For any change, the three perspectives must stay connected:
System behavior — what the change actually does inside the system (part 1).
User/agent outcomes — what people or automated agents can achieve with the change (part 2)
Organizational value — what the organization gains as a result of changes (part 3)
True observability only works when these three perspectives are measured and interpreted together.
When teams measure only one of these layers — or measure them inconsistently — they drift into siloed decision‑making.
Engineers optimize system metrics.
Product teams optimize user outcomes.
Leadership optimizes business KPIs.
Without alignment, teams can feel like they're doing well while the overall outcome drifts. For me, alignment mostly comes from direct communication in a shared context, and that tends to lift productivity more reliably than any tool or framework. It's a base stat — raise it a little, and everything else improves a little too.
This is the "decisions that don't add up over time" part:
Local optimizations accumulate into global dysfunction.
Edited 2026-05-16

1. Observable Expected Effect
There's absolutely nothing novel to be found here. The real question is why obvious mistakes persist. I made the content deliberately general and childish to illustrate the simplicity of the topic.
Red flag: Doers lose interest the moment a ticket is checked off.
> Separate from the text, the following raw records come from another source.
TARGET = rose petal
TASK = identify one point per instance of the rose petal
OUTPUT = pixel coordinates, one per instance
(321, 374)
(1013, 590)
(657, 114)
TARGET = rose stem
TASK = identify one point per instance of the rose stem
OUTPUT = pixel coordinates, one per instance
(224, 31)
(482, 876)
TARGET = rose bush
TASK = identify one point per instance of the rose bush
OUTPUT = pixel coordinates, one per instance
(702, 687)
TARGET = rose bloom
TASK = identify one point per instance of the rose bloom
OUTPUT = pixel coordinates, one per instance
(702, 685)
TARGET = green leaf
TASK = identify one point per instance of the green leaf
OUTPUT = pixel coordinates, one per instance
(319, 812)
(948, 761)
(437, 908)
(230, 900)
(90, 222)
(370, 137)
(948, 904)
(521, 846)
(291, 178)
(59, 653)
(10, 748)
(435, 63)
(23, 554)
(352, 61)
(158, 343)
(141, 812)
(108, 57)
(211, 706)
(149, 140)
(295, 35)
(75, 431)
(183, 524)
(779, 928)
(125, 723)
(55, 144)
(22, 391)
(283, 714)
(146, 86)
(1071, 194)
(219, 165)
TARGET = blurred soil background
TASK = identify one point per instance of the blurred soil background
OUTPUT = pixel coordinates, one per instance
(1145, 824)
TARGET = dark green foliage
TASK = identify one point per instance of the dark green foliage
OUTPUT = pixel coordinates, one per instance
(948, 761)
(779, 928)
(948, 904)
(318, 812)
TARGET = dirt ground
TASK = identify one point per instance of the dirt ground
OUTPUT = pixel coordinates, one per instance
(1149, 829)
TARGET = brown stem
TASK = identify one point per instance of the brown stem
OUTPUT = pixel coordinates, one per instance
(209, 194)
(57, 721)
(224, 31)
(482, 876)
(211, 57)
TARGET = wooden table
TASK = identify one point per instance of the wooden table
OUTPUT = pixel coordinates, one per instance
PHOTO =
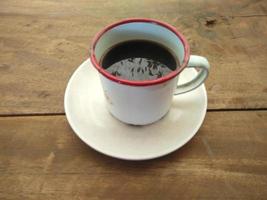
(43, 42)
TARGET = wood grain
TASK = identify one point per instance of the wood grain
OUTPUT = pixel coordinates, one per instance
(43, 42)
(41, 158)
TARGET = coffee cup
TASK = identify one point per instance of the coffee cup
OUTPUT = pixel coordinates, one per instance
(141, 102)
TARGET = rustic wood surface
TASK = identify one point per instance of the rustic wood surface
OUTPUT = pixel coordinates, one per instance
(41, 158)
(41, 44)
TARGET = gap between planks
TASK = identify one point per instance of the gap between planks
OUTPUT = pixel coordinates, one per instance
(63, 114)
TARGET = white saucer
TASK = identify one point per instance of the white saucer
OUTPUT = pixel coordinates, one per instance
(87, 114)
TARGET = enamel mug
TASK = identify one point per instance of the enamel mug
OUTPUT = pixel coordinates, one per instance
(144, 102)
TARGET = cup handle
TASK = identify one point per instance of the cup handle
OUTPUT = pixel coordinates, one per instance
(200, 63)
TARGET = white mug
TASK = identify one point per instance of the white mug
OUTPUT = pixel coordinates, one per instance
(144, 102)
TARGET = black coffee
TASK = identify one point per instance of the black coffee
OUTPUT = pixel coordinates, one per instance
(139, 60)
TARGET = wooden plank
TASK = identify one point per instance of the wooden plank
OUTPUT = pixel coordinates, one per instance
(42, 43)
(41, 158)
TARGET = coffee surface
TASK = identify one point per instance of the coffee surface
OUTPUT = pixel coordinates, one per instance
(139, 60)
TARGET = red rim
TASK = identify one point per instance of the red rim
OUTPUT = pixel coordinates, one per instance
(140, 83)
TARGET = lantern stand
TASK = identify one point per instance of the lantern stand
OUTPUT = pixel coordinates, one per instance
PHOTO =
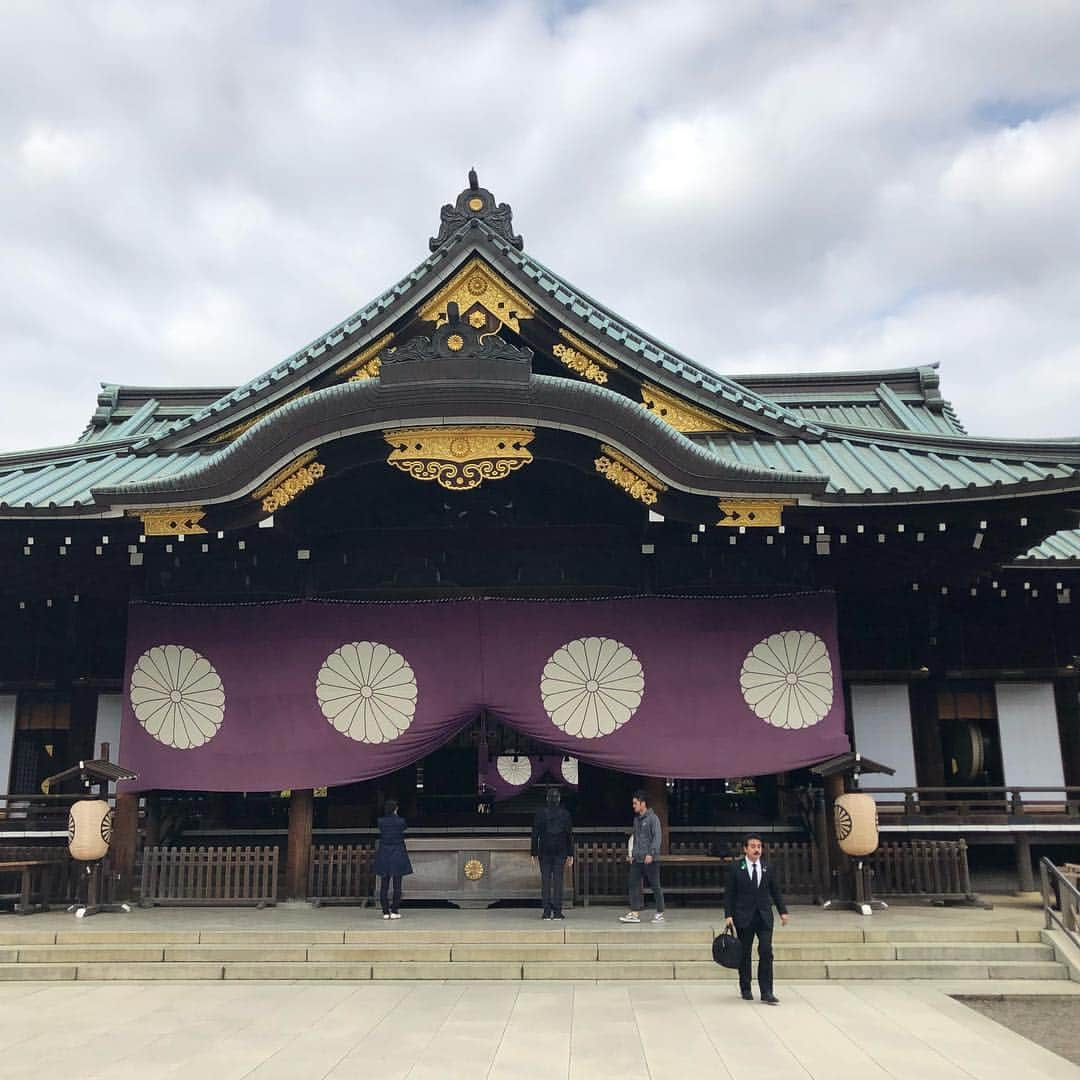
(98, 772)
(850, 882)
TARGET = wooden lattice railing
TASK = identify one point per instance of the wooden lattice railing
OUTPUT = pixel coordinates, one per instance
(341, 874)
(922, 868)
(210, 876)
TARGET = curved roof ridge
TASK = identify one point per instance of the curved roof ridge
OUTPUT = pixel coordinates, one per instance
(636, 340)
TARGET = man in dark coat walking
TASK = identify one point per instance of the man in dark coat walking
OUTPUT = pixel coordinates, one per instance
(748, 900)
(553, 845)
(391, 860)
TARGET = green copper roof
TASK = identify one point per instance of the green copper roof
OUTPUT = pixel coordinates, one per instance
(863, 467)
(1060, 548)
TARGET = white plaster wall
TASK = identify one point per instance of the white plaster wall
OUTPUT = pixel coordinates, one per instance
(881, 715)
(1030, 743)
(7, 738)
(107, 728)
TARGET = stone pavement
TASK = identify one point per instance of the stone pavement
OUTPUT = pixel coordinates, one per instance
(837, 1029)
(543, 1030)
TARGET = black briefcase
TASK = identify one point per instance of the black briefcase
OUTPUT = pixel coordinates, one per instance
(727, 948)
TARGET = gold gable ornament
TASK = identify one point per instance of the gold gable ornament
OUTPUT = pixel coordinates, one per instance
(752, 513)
(173, 522)
(680, 414)
(636, 482)
(459, 459)
(582, 358)
(286, 484)
(477, 285)
(367, 362)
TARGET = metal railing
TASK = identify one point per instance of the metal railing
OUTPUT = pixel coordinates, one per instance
(1061, 901)
(1048, 804)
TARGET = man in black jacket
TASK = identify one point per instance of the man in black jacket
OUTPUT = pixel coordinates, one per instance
(553, 845)
(748, 900)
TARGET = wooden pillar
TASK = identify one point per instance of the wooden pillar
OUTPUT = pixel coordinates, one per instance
(301, 806)
(124, 844)
(1025, 879)
(657, 792)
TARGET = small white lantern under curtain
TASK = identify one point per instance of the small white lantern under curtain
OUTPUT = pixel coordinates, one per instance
(90, 829)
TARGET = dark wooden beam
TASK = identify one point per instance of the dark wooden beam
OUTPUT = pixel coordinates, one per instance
(301, 805)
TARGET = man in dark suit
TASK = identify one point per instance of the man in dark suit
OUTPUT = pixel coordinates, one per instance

There's no change‑specific follow‑up to see how the work actually behaves in the target environment.

Observable & Expected
Trench dug along the street exposing old corroded pipes, with dirt piles, road surface disruption, safety barriers, and workers supervising the pipe removal
These are the planned, visible consequences of the work that everyone can see and anticipate.

Observable & Unexpected
The excavator bucket accidentally strikes a fiber optic cable conduit that was not marked on utility maps. Severed cables and sparks reveal infrastructure damage that nobody anticipated.
This effect is visible once it happens but was not expected or planned for. Lesson learned?

Unobservable & Expected
Beneath the surface, the excavation silently alters groundwater flow patterns. Water seeps in new directions through disturbed soil layers, pooling in unexpected underground paths. This is a known problem in the area!
These changes are completely hidden from workers above and may only become apparent much later through secondary symptoms like soil settlement. Are there no ways to mitigate the risk?

Unobservable & Unexpected
Deep underground, vibrations from the excavator cause a hairline crack in a nearby gas main running parallel but deeper than the work zone. A small gas leak seeps into surrounding soil.
This is the most dangerous category: invisible damage that nobody anticipated, potentially discovered only after serious consequences emerge. Will you be able to connect the dots later?

Summary
Your profession doesn't matter — excavator operator or software engineer. If you're the one doing the work, you need a fast, reliable feedback loop for each traceable change to see whether reality matches what you thought you were doing at the time.
It means,
- before you press the button, ensure you will capture the expected effect
- when you have an unexpected effect, you have a learning opportunity
- when you have an adverse consequences later, you help out fixing and learning
Goal for doers: make output predictable by shrinking the gap between stated intent and observable result — that is, improving conformity with specification over time.